The Referee Report #4 raises two issues with the manuscript. Firstly, it claims that the "near-sightedness principle" applies to (Hermitian) topological insulators only insofar as the bulk states are localized in real space. This, as the authors point out in their response, is not true, since it applies to band insulators where all the bulk-states are Bloch waves. Even for systems where the localization of all states is forbidden by topology (such as QHE), I would not expect disorder deep in the bulk to destroy the boundary signature without simultaneously destroying the bulk topology. Secondly, the referee uses a non-unitary gauge transformation on the Hatano-Nelson model to essentially arrive at the same result as the manuscript, namely, that a single impurity, if strong enough, can remove all localized modes from the boundary (as is usual for the non-Hermitian skin effect) and localize them on the impurity instead. This, as the authors state in their response, is an instance of their result, whose application is more transparent in general owing to its use of transfer matrices.

In my opinion, while one may certainly debate the centrality of a nearsigntedness principle to a topological insulator, I think the authors have certainly demonstrated that it does not apply to the non-Hermitian skin effect, and that the boundary modes arising from it act quite unlike the topological boundary modes of Hermitian topological insulators. In conclusion, I do not believe that Referee Report #4 provides sufficient grounds for rejection of this manuscript.

Recommendation

Publish (meets expectations and criteria for this Journal)

  • validity: -
  • significance: -
  • originality: -
  • clarity: -
  • formatting: -
  • grammar: -

Report #1 by Anonymous (Referee 1) on 2024-9-8 (Invited Report)

Report

I am satisfied by the change in the abstract, but I am not satisfied by the authors' response to my argument of the imaginary gauge transformation. I did not mean an alternative proof. What I meant was that the present paper complicates a much simpler mathematical fact. I don't think the complication of introducing "impurity" has any physical insight into the phenomenon of non-Hermitian skin effect. I thereby still do not recommend its publication.

Recommendation

Reject

  • validity: low
  • significance: low
  • originality: ok
  • clarity: good
  • formatting: good
  • grammar: good

Author:  Anton Akhmerov  on 2024-09-09  [id 4749]
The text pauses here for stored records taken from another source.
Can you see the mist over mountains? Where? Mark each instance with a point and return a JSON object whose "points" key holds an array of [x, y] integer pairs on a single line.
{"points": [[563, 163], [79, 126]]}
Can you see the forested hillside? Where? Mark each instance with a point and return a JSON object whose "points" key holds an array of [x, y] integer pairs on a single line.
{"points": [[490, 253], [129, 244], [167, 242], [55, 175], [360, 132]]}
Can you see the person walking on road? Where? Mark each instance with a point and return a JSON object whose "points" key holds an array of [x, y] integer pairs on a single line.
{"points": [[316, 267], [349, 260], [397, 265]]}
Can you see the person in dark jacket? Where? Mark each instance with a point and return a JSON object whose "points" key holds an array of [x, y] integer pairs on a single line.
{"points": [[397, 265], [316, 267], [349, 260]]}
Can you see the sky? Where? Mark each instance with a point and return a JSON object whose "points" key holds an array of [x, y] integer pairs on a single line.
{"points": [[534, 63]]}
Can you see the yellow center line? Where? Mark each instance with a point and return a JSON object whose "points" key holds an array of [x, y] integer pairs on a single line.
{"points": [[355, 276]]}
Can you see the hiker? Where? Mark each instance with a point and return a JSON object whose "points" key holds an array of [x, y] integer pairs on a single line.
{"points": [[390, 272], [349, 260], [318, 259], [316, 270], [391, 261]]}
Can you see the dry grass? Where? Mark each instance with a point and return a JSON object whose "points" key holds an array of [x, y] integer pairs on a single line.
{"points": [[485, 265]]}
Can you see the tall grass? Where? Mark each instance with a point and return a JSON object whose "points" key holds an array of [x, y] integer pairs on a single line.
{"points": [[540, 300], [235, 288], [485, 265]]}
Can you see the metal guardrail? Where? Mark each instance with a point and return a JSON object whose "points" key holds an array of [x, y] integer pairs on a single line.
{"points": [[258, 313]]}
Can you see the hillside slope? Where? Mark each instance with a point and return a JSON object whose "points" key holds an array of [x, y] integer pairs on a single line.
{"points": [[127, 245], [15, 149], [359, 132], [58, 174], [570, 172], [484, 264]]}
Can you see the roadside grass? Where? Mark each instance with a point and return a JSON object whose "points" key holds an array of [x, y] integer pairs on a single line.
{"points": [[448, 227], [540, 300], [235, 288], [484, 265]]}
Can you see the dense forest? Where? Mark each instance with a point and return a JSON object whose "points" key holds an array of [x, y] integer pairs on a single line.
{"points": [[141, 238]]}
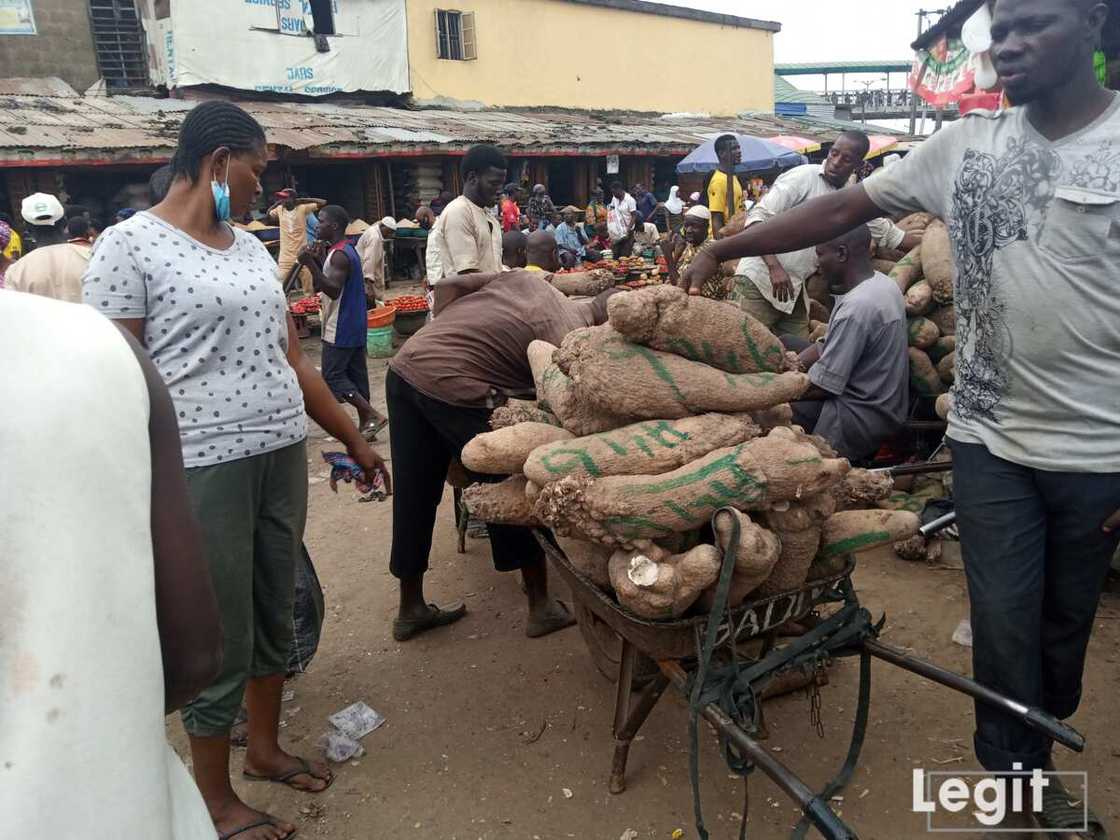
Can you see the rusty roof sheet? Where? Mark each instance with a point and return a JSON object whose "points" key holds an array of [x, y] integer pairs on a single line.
{"points": [[132, 128]]}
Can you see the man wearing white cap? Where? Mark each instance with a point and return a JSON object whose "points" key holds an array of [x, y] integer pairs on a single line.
{"points": [[371, 249], [696, 231], [50, 270], [45, 213]]}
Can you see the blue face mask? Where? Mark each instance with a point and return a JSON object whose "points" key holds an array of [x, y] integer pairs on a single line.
{"points": [[222, 196]]}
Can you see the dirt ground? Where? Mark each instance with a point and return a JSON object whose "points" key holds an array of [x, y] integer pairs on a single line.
{"points": [[492, 736]]}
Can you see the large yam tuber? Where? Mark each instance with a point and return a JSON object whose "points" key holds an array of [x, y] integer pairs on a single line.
{"points": [[781, 414], [521, 411], [557, 394], [669, 319], [922, 333], [945, 318], [946, 369], [756, 554], [650, 447], [584, 283], [505, 503], [915, 222], [861, 487], [942, 406], [504, 451], [918, 298], [589, 559], [908, 270], [653, 584], [924, 378], [852, 531], [619, 510], [938, 261], [621, 378], [799, 548]]}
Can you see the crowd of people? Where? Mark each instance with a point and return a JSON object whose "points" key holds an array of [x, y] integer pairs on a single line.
{"points": [[182, 384]]}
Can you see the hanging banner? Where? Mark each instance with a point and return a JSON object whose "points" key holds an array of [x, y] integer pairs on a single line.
{"points": [[369, 50], [16, 17], [944, 73]]}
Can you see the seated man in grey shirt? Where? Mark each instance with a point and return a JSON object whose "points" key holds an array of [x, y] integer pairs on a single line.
{"points": [[860, 376]]}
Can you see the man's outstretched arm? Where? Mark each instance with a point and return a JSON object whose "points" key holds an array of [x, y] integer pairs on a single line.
{"points": [[809, 224]]}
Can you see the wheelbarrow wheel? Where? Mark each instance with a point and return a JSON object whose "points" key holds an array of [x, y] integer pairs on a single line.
{"points": [[606, 646]]}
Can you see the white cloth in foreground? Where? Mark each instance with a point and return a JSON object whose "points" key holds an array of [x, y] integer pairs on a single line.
{"points": [[81, 674]]}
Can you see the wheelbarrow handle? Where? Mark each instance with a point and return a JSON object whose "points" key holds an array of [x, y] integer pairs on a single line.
{"points": [[1055, 729], [939, 524], [1029, 716]]}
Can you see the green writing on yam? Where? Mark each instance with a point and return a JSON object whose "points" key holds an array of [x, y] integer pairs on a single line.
{"points": [[574, 459], [854, 544]]}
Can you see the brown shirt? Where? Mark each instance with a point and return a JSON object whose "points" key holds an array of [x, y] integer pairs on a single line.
{"points": [[479, 342]]}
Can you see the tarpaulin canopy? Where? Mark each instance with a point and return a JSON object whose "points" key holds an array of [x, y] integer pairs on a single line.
{"points": [[800, 145], [758, 156], [880, 145]]}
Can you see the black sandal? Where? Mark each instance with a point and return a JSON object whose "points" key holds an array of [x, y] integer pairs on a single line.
{"points": [[406, 628], [285, 778], [252, 826]]}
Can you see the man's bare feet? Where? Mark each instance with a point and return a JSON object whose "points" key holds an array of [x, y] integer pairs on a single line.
{"points": [[300, 774], [234, 820]]}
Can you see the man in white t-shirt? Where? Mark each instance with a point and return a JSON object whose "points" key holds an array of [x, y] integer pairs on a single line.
{"points": [[466, 238], [1032, 199], [371, 248], [621, 220], [110, 622]]}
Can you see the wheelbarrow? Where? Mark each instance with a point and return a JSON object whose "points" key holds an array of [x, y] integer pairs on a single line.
{"points": [[729, 696]]}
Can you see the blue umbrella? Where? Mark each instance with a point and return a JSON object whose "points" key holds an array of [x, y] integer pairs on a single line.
{"points": [[758, 155]]}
(in reply to Report 1 on 2024-09-08)
Category:
objection

We are happy that the referee is satisfied with the changes in the abstract. The referee also does not raise any further concerns about the contents of our manuscript, nor do they refute any of the points in our reply.

The referee's assessment of our point regarding the rescaling transformation ignores the explanation in our response. There we say that this rescaling transformation is only applicable to a specific model, while the transfer matrix lower bound applies to all tight-binding nonhermitian models.

The referee also does not substantiate their point about lacking physical insight or their evaluation of the significance of the manuscript as "low". As also confirmed by the other referee, our observation is new in the literature, and the potential breakdown of NHSE is a significant aspect of its analysis.

The referee also evaluates the validity of our manuscript as "low" without providing any support for this evaluation.

For the above reasons we consider the referee report subjective, and not supported by scientific arguments.